The answers seem obvious enough. If no amount of praise or positive reinforcement can satisfy some college students, if they continually “come back for more,” it must be because they struggle with low self-worth, or what I would call a sense of basic shame. If Anthony Weiner needs continual admiration and reassurance from a variety of sexting partners, he must feel bad about himself on some level. As Nathanson has noted, a struggle with profound shame lies at the heart of a broad range of addictive behaviors such as over-eating, alcoholism and sexual compulsivity.
In other words, addictive behavior is a defense against unconscious shame.
As I discussed in an earlier article for The Atlantic narcissism is another way to ward off unconscious shame – indeed, narcissism is the primary defense against shame. In the sub-title of his book on the subject, the psychologist Andrew Morrison refers to shame as “the underside of narcissism”: hiding beneath grandiosity and narcissistic behavior is a painful sense of internal defect or damage. With Anthony Weiner, a man whose political ambitions drive him into the spotlight, we see the combined defensive power of narcissism and addiction for warding off such unconscious shame.

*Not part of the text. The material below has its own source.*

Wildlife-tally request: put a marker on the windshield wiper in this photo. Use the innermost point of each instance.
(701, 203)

John Cuneo’s insightful cover for this week’s New Yorker aptly captures the dynamic. Anthony Weiner sits astride the Empire State Building, his cellphone aloft in his left hand, snapping a photo of the blunt roof wedged between his legs. In his right hand he clutches the building’s broken-off antenna spire, its shape suggestive of a hypodermic needle. Helicopters circle in the sky above him. In a single image, the cover conveys Weiner’s grandiose political ambition, his narcissism and his “addiction” to sexting. By alluding to the iconic scene toward the end of King Kong, just before the giant ape topples from the Empire State Building to his death, Cuneo suggests that Weiner is headed for a tragic fall.

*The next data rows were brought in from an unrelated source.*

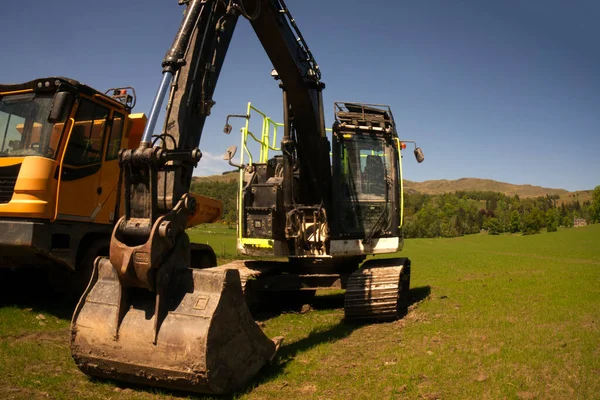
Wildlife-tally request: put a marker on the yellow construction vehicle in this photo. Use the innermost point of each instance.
(150, 315)
(59, 174)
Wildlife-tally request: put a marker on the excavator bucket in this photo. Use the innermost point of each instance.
(204, 339)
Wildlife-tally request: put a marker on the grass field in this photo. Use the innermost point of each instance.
(493, 317)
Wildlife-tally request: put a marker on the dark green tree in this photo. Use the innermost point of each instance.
(595, 206)
(492, 225)
(515, 221)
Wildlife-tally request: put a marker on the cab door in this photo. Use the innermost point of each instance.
(109, 175)
(80, 178)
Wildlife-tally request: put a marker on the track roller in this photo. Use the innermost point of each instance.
(378, 290)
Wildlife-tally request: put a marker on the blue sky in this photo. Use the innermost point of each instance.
(506, 90)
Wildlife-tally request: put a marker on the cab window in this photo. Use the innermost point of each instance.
(114, 140)
(85, 144)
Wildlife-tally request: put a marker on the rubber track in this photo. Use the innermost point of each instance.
(373, 293)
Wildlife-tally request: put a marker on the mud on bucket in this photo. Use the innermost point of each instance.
(206, 341)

Despite the contempt, moral opprobrium and brutal mockery that have greeted this latest revelation, there is in fact something tragic about Anthony Weiner’s coming downfall. In the classic sense of the word, tragedy concerns the fate of a prominent figure brought down, not by external events, but by a flaw in his character. Weiner’s “flaw,” his primary psychological weakness, is the relentless pursuit of admiration and sexual excitement in order to ward off an unconscious sense of inferiority. Sexting with multiple partners bolsters narcissistic defense mechanisms, but tragically drives him to behave in ways that lead to further exposure and deeper shame. The public attention that comes with a high-profile political campaign inflates his sense of self but draws the kind of media scrutiny that inevitably deflates him.